横道派、ムカゴサイシン発見

 10人ぐらいのグループで二軒しかない山里から、いざこれから登ろういう時のこと。 そのうちの一軒の主人が出てきて、ぜひ案内したい所がある様子。
 そこで、植物調査という本来の目的に添ってまっすぐ山頂を目差す者と地元男性の誘惑で横道にそれる者と、 グループは二派に分かれて進むことになり、私は後者に加わりました。 もと生姜畑にムカゴサイシンがあった。ただしこの写真で見つけるのは不可能。 横道派は、足元の草を掻き分け掻き分け目的地に着いたのですが、期待していたほどではありませんでした。
 がしかし、そこでムカゴサイシンを見つけたのです。 昨年10月、ムカゴサイシンの葉っぱは写真に撮っていました。(このランは花と葉の時期が違う。) 今年は花をものにしようと1週間ほど前に、 何時間も車に乗って行ったのですが、影も形もなかった。その花がここで見つかったのです。
  恩人であるご主人の話では、ここは生姜畑だったそうです。 今は杉の植林ですが、竹の方が優勢になっています。

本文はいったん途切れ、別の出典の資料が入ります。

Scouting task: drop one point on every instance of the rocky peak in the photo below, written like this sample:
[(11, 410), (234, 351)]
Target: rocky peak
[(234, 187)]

先人が何百年もかけて切開き耕作してきた土地が、いまムカゴサイシンの住処になっています。
 山里の周りには至る所にこんな場所があり、そこには絶滅危惧種というランも生えています。 ランにとっては失地回復かもわかりませんが、ヒトの食料の将来は心配ないでしょうか。

2006/6/1


追記:その後、ムカゴサイシンの自生地はあちこちにあり、そんなに珍しいランではないことがわかってきました。
 探すのは、花の時よりも葉っぱが出ている時期の方が良いようです。